Capitol Riot 'Oath Keeper' Seeks Release From Custody, Claiming Trump Led Insurrection

Local militias believed then-President Donald Trump was calling for their support ahead of the U.S. Capitol riot, lawyers acting for one paramilitary group leader have said.

Counsel for Jessica Watkins, of the far-right extremist group "Oath Keepers," argue that she and others believed Trump's bogus claims of widespread election fraud because of the "rhetoric of the President, his congressional supporters, and the right-wing media."

The claims were made in new court documents, released on Sunday, that seek Watkins' release from custody as she awaits trial over multiple charges related to the January 6 disorder, when Trump-supporters stormed the Capitol.

In the latest legal filing in the case, her lawyers argue that Trump "held rallies designed to inflame his supporters" after losing the 2020 presidential election to Joe Biden.

"His supporters said he would invoke the Insurrection Act to use the military to ensure his continued presidency despite the election results, which they viewed as fraudulently reported in large measure because of the rhetoric of the President, his congressional supporters, and the right-wing media."

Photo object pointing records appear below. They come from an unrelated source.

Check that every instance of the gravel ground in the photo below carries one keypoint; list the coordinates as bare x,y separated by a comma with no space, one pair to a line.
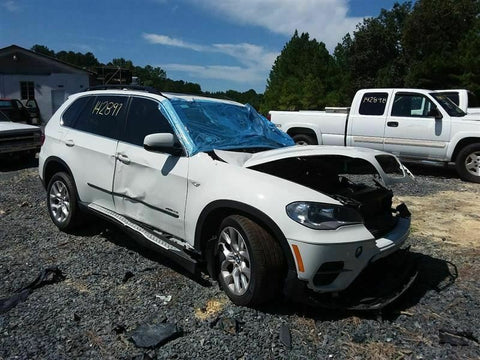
92,313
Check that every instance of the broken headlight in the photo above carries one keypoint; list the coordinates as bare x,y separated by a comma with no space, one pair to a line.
322,216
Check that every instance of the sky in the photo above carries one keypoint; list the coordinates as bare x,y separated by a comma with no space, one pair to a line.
219,44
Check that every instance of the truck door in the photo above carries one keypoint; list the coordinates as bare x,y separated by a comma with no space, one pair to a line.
412,129
366,127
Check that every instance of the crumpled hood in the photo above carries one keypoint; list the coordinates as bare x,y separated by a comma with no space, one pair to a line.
249,160
10,125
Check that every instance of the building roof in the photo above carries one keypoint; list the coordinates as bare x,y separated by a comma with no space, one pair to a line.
17,60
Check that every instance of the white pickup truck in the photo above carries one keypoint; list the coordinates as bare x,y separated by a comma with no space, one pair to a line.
411,123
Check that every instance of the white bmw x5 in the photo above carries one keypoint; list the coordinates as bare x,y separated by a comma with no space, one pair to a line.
213,185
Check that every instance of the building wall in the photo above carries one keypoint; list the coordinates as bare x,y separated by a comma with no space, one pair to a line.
50,90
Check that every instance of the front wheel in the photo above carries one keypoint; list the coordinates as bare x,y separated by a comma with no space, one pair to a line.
62,201
250,261
468,163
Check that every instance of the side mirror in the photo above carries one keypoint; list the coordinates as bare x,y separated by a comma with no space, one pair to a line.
434,112
163,142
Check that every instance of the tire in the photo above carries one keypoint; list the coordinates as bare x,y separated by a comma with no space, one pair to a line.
250,262
468,163
62,202
302,139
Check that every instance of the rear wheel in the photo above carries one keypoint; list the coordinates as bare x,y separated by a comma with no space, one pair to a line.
250,261
468,163
302,139
62,201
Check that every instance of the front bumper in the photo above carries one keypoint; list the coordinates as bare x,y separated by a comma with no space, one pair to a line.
333,267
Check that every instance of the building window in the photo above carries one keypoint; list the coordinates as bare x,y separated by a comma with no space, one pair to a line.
27,90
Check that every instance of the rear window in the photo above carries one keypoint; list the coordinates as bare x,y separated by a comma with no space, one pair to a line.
101,115
373,104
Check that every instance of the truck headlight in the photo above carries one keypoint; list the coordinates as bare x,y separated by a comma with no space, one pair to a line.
322,216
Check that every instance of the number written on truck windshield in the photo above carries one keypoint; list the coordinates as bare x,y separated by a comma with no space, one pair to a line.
373,104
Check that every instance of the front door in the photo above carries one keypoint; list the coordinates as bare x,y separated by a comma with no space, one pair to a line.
91,126
149,187
411,129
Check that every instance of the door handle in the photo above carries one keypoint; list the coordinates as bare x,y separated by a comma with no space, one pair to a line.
69,142
123,158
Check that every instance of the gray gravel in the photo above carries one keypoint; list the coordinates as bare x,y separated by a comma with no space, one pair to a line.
91,314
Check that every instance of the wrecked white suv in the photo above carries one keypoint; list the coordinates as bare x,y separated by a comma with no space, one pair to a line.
213,185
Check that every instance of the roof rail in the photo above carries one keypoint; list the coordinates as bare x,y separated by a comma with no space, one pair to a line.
148,89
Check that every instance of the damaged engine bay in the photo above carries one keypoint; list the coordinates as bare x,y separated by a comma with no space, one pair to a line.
343,179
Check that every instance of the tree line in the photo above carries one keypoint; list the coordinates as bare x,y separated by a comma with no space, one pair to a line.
433,44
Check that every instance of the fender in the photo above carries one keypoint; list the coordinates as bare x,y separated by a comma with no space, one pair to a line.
247,210
457,138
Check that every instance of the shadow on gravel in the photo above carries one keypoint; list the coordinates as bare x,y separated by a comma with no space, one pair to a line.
432,274
432,169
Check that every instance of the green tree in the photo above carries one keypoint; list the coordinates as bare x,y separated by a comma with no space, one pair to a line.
300,76
375,55
42,49
438,40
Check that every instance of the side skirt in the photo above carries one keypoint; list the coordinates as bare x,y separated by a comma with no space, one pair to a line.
160,242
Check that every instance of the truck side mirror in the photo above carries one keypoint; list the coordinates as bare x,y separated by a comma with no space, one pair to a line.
434,112
163,142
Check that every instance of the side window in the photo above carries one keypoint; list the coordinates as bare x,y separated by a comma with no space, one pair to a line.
411,105
103,116
373,104
144,118
71,114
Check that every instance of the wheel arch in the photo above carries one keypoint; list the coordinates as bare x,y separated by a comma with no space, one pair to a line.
462,143
53,165
213,214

At least seven members of the Oath Keepers militia face charges over allegations they coordinated the assault on Congress using messaging apps and social media while wearing tactical gear, according to the Justice Department.

Watkins' lawyers argue that the potential invocation of the Insurrection Act "took root in the online community of Trump supporters" and "led many local militias to believe they would have a role if this were to happen."

"In November, [Watkins] believed that the President of the United States was calling upon her and her small militia group to support the President and the Constitution and she was ready to serve her Country in that manner," according to their latest filing.

Watkins had a "VIP pass" for the January 5 and 6 rallies that she attended in order to "provide security to the speakers at the rally, to provide escort for the legislators and others to march to the Capitol as directed by the then-President," her lawyers added.

Composite showing Donald Trump and Jessica Watkins
This composite image shows then-President Donald Trump during a rally of his supporters near the White House on January 6, and an image that prosecutors say is Jessica Watkins near the U.S. Capitol that same day. Getty / FBI

Investigators also claim that Watkins acted on what she believed to be Trump's orders.

"As the inauguration grew nearer, Watkins indicated that she was awaiting direction from President Trump,"read a DOJ criminal complaint filed earlier this month.

Unlike most of the capitol rioters, prosecutors argue, Watkins' actions were premeditated. Authorities said Watkins had "trained and plotted" to obstruct the procedure of congress if Trump "activated" them—a word she used in a text sent in November.

Prosecutors argue that Watkins involvement extended beyond offering security.

An affidavit in support of the complaint claimed that she "knowingly and willfully joined and encouraged" those who forcibly entered the Capitol building with the intention of impeding the Senate's vote to confirm Joe Biden's election victory.

Several of those facing charges over the violence at the Capitol have said that they were following Trump's orders.

Trump was acquitted of charges of inciting the insurrection in his second impeachment trial earlier this month, because his fellow Republicans—except these seven—voted not to convict. The final vote of 57-43, left the prosecution 10 short of the two-thirds majority required.

The ex-commander-in-chief could still face criminal charges away from Congress. He was hit with a new lawsuit, again accusing him inciting the violence, earlier this week.